Humm, what time difference do we have? seems like they're up in Tucson
around the same time as here in NSW!

I did in fact take all of that into account, that's why I mentioned
I'd be happy to get 14dB dimming out of it (20 - 6)

The battery can be purchased through element14 or newark as you call
it in USA and only costs a few bucks. If you only need to replace it
every 2 years or so, I don't think that will be an issue for anyone.

Best regards,
Michel




On Jan 30, 6:49 pm, David Forbes <[email protected]> wrote:
> On 1/30/12 12:06 AM, Cobra007 wrote:
>
> > I actually start off with a 3.6V 1/2AA battery, the higher the input
> > voltage, the lower the currents will be. This will reduce some of  the
> > losses in the 'HV switcher'. I know that most 1/2AA batteries cannot
> > supply the required current, but a few can and it's a good choice as
> > they are smaller than a CR2. Of course that is not the whole story,
> > the circuit itself is quite complex as I couldn't find a single IC
> > that would do the same job.
>
> It is nice to use a battery that can be purchased locally. The CR2 is
> available worldwide. The 1/2AA is a special item. Customers don't like
> to have to special-order a battery on short notice.
>
>
>
> > I don't expect to get 40dB out of the nixie tubes, but I think 20dB
> > can be achieved.

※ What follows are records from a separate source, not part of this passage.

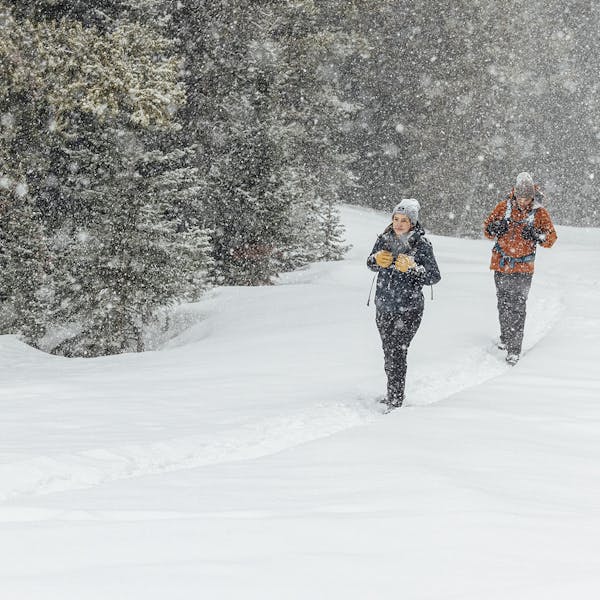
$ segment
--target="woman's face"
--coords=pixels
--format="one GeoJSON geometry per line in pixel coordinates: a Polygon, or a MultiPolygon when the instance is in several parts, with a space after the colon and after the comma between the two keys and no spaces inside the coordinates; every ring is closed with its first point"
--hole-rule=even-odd
{"type": "Polygon", "coordinates": [[[410,219],[406,215],[396,213],[392,217],[392,227],[394,228],[394,233],[396,235],[402,235],[403,233],[408,233],[412,225],[410,219]]]}

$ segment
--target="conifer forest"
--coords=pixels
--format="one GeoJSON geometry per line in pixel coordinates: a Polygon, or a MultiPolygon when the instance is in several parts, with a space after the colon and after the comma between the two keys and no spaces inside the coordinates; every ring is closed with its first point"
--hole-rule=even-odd
{"type": "Polygon", "coordinates": [[[600,226],[599,26],[589,0],[0,0],[0,333],[143,351],[211,287],[341,259],[340,203],[478,237],[525,170],[600,226]]]}

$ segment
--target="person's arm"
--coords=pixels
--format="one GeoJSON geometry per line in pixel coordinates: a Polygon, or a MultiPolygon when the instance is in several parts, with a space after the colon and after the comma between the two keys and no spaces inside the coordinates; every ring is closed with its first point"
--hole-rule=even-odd
{"type": "MultiPolygon", "coordinates": [[[[369,269],[371,269],[371,271],[375,271],[376,273],[379,273],[379,271],[383,271],[385,270],[387,267],[382,266],[381,264],[378,264],[377,262],[377,254],[379,254],[380,252],[385,252],[385,250],[383,249],[384,246],[384,240],[383,240],[383,236],[379,236],[377,238],[377,241],[375,242],[375,245],[373,246],[373,250],[371,251],[371,254],[369,254],[369,257],[367,258],[367,267],[369,267],[369,269]]],[[[392,253],[388,252],[389,256],[389,265],[392,264],[392,253]]],[[[381,255],[380,255],[381,257],[381,255]]],[[[379,259],[379,262],[381,262],[381,258],[379,259]]],[[[386,264],[387,261],[384,261],[383,264],[386,264]]]]}
{"type": "MultiPolygon", "coordinates": [[[[421,285],[434,285],[442,278],[440,268],[438,267],[435,255],[433,254],[433,246],[428,239],[421,238],[419,247],[415,254],[415,262],[417,263],[414,269],[414,274],[419,277],[421,285]]],[[[408,272],[411,273],[412,269],[408,272]]]]}
{"type": "Polygon", "coordinates": [[[502,200],[483,222],[483,233],[489,240],[503,236],[508,231],[509,221],[505,219],[506,200],[502,200]]]}
{"type": "Polygon", "coordinates": [[[537,242],[544,248],[551,248],[558,239],[552,219],[545,208],[539,208],[534,219],[537,242]]]}

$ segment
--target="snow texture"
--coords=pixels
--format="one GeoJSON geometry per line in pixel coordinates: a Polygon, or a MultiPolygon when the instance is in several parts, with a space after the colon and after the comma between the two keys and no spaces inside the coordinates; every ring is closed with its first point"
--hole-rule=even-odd
{"type": "Polygon", "coordinates": [[[553,600],[600,589],[600,231],[540,250],[525,352],[495,349],[490,246],[431,236],[407,406],[382,415],[365,259],[221,288],[155,352],[0,338],[11,600],[553,600]]]}

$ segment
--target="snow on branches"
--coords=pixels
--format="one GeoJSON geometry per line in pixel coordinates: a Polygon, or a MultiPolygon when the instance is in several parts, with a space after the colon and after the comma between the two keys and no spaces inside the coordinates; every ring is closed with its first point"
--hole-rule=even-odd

This would bring the current down from 200mA in
> > bright daylight to 20mA at night, keeping the display always readable.
> > Even 40mA would be good enough as this will already significantly
> > improve the efficiency of the HV circuit.
>
> One thing about Nixie tubes that you may not be aware of is that they
> need some time to start firing, because the plasma is triggered by an
> external source of energy such as a photon from the room lighting or a
> stray cosmic ray. The less ambient light there is, the more time they
> need to start. If you reduce the duty cycle in the dark, you may find
> that the display doesn't start reliably.
>
> This is why some Nixie tubes were made with radioactive krypton in the
> tube. But not the 5870 series, as they were designed to be used in an
> office environment.
>
> I would suggest experimenting with this dimming idea before committing
> to it. You would hate to discover later that your watch display is
> unreliable.
>
> It may be possible to solve this problem by detecting when the current
> starts to flow in the tube, and leave the tube powered up until the
> current starts, then begin the PWM operation.